Ruby ter, l’asso Fadil in mano alla Procura: quelle misteriose offerte per tacere

"Mi minacciò, mi disse “io fossi in te non mi scontrerei con certe persone, stai zitta... se salta fuori questa cosa ci saranno conseguenze”" di Marinella Rossi

Imane Fadil

Imane Fadil

Milano, 3 marzo 2015 - Soldi, promesse, minacce. Il nodo del Ruby ter. E una testimone a fare da grimaldello alle nuove scoperte della Procura, fra intercettazioni e nuovo giro di regalie. Non se lo aspettava Imane Fadil di dover indossare abiti di primo piano proprio nel terzo troncone di indagine per corruzione giudiziaria e falsa testimonianza che la Procura è stata “invitata” ad aprire da due collegi di giudici: quelli del Ruby uno (a Silvio Berlusconi) e quelli del Ruby due (agli intermediari della prostituzione). Già chiamata dai pubblici ministeri, l’aggiunto Pietro Forno e i sostituti Tiziana Siciliano e Luca Gaglio, ieri la ragazza marocchina è tornata come testimone d’accusa, sentita (il suo legale Danila Di Domenico fuori della porta per assistenza morale) per oltre quattro ore. Unica vera “pentita” nel parterre delle serate calde di Villa San Martino (le altre due parti civili, Ambra Battilana e Chiara Danese, erano state cooptate per serate spot nella spasmodica ricerca di facce nuove da portare al Cav, ma erano del tutto estranee all’ambiente). Imane no. 

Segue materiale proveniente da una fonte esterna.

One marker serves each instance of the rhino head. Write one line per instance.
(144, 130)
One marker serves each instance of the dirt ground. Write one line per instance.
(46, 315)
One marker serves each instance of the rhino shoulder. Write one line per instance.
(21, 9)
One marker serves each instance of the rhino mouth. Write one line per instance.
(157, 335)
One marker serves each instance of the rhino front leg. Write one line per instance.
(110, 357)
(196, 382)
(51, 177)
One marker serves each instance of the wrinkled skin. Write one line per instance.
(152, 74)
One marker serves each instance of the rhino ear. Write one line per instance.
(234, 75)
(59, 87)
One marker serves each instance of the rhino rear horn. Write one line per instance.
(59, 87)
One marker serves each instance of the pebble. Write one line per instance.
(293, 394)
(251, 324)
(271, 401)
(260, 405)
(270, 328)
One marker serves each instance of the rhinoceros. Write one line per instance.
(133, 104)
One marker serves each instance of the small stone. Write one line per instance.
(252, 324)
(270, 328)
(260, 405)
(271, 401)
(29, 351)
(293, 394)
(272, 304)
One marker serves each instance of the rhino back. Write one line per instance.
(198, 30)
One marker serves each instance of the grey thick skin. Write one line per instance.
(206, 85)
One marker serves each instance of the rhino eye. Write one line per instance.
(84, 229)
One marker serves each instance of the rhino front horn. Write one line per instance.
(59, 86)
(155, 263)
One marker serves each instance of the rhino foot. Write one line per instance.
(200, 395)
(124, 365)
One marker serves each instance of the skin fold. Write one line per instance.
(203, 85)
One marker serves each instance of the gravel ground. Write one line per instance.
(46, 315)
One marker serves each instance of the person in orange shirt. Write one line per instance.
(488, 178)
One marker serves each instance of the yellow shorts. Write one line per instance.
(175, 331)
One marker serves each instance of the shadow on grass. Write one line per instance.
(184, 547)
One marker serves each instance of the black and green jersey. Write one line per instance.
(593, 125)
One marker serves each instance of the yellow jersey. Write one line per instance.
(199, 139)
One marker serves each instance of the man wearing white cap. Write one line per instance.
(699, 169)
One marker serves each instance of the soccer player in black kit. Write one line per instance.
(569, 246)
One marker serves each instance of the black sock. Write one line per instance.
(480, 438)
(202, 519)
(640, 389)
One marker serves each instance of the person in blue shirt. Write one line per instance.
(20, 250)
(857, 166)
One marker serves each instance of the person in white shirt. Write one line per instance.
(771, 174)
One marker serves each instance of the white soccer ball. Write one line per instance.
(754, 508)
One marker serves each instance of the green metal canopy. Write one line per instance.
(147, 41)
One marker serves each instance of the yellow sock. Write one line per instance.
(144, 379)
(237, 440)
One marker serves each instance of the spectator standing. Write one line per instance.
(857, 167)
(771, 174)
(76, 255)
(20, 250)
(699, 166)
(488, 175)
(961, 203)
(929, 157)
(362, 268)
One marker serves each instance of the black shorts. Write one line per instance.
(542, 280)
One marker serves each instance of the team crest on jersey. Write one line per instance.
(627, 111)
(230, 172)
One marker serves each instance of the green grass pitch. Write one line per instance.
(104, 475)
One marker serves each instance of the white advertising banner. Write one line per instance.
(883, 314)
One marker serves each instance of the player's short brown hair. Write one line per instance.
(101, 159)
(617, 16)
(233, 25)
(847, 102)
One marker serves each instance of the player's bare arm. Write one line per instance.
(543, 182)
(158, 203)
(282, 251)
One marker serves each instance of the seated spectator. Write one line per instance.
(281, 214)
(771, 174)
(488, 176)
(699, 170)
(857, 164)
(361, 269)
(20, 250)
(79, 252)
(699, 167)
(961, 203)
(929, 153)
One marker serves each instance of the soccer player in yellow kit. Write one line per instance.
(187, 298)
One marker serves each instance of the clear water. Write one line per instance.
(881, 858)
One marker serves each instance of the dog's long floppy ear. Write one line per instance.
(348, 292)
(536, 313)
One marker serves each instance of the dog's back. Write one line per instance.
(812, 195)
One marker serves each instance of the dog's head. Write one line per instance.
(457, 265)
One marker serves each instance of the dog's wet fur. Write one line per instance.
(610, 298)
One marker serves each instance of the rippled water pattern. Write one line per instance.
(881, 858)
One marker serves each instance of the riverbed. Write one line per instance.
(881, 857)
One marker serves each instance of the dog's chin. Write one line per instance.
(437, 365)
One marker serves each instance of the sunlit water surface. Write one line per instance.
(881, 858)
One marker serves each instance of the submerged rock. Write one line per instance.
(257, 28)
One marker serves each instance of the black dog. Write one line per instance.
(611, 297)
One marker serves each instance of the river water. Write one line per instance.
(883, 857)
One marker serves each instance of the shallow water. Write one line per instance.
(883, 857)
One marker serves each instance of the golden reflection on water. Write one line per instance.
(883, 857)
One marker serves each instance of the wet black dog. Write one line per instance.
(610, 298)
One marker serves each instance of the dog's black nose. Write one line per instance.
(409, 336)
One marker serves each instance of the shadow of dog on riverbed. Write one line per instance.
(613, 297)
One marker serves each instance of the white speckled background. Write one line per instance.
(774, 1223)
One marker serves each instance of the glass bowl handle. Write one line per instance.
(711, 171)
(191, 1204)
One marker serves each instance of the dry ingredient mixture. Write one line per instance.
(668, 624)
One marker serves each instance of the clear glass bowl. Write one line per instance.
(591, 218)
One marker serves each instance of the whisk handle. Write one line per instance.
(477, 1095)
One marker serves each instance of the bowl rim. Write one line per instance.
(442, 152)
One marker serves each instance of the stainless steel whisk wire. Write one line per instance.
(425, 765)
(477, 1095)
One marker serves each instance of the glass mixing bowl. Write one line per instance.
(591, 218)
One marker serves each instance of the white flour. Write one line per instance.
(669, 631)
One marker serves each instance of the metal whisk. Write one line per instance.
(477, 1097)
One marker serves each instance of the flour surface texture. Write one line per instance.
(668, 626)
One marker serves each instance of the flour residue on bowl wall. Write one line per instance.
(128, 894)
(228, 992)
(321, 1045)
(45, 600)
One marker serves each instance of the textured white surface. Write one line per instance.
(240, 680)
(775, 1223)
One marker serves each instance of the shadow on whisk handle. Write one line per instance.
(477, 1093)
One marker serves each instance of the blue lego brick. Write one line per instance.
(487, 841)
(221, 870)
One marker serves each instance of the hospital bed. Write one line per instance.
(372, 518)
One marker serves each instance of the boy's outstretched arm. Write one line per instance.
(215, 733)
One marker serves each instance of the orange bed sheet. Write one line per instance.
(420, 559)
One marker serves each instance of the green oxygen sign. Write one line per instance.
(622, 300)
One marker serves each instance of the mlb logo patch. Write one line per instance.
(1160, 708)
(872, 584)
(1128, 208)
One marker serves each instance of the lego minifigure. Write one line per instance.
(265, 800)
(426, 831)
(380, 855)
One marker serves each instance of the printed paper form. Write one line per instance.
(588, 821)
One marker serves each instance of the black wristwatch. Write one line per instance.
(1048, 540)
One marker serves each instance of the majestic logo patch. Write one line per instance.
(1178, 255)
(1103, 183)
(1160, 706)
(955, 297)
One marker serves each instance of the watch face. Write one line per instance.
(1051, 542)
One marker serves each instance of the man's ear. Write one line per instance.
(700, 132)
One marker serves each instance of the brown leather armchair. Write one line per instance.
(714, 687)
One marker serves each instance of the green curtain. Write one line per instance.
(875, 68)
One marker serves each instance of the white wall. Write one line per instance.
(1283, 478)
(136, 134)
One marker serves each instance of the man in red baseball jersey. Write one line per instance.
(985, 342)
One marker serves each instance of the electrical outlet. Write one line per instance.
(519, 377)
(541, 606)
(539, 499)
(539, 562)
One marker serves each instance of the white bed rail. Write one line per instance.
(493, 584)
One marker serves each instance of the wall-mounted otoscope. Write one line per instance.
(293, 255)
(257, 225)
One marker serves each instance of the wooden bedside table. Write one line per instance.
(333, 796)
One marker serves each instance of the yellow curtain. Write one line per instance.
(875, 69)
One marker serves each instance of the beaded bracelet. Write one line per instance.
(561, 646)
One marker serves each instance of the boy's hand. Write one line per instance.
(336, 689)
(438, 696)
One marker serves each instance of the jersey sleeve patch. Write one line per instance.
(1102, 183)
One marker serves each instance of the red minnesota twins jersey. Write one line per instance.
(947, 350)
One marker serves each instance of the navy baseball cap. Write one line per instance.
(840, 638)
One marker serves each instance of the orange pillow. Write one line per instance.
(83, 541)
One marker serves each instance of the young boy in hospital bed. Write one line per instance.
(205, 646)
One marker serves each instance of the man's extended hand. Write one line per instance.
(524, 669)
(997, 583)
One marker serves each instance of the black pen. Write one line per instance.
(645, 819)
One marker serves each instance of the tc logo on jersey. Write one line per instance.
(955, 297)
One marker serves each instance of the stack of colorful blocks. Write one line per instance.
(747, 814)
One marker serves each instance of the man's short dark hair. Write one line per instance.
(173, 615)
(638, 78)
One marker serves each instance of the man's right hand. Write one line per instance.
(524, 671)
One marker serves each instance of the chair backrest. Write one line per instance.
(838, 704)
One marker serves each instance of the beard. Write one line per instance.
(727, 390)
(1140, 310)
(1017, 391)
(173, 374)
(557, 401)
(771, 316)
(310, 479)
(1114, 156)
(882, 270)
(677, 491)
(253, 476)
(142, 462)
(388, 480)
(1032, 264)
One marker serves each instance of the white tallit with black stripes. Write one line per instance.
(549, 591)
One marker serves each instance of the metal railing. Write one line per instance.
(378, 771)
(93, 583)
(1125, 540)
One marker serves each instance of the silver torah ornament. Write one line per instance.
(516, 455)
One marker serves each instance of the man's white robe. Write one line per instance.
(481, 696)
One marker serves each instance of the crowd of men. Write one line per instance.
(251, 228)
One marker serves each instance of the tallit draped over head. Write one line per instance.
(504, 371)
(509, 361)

Modella, alla ricerca come altre di lavoro e presentazioni, accetta il gioco delle serate calde per un po’, e da quell’ambiente prende le distanze in una fase incerta, febbraio-marzo 2011, quando le olgettine, ragazze qualsiasi o escort, si ritrovarono sbalzate sulla ribalta mediatica. A lei i pm chiedono riscontri su nuove scoperte centrali nell’indagine che lavora sugli avvicinamenti e le trattative per sovvertire la scoperta del “sistema prostitutivo ad Arcore” con il ritornello delle “cene eleganti”. E di avvicinamenti Imane parla anche al dibattimento a carico di Emilio Fede, Lele Mora e Nicole Minetti. Cita un avvocato, Asa Peronace, cui lei si rivolge allora per chiedere «una consulenza sul fatto che figuravo tra le 33 ragazze di Arcore».  Il nome del legale gli arriva con un passa-parola, ma poi apprende che da lui bazzicano le gemelle Concetta e Imma De Vivo. È Peronace, racconta la ragazza, a farle «incontrare un siriano, che si presentò come Marco» (Saed Ghanaymi, classe 1959). Saed «diceva di essere amico di Berlusconi e diceva di andare a un incontro ad Arcore per avere del soldi». Imane racconta di appuntamenti “sotto copertura” a Linate in cui le viene dato «un telefono con scheda non intercettabile». Con questo viene contattata per «andare ad Arcore per avere dei soldi». «Soldi che erano anche per le dichiarazioni nel processo». Le incertezze della modella non la portano ad Arcore ma a saltare la barricata. Così il siriano «mi minacciò, mi disse “io fossi in te non mi scontrerei con certe persone, stai zitta... se salta fuori questa cosa ci saranno conseguenze”».

Se seguire dove sono finiti i soldi è la più collaudata tattica investigativa, i pm hanno optato per una rogatoria in Messico sulla traccia dei capitali che hanno consentito a Karima El Maghroug (Ruby si era appuntata in un foglietto: 4 milioni e mezzo da Berlusconi) e al suo ex Luca Risso di acquistare a Playa del Carmen il ristorante con pastificio “Casa Sofia” e due palazzine con appartamenti da affittare a turisti. Mentre ieri otto ragazze della pletora dei 22 perqusiti il 17 febbraio hanno presentato ricorso al Tribunale del Riesame contro i sequestri di soldi, telefoni e appunti.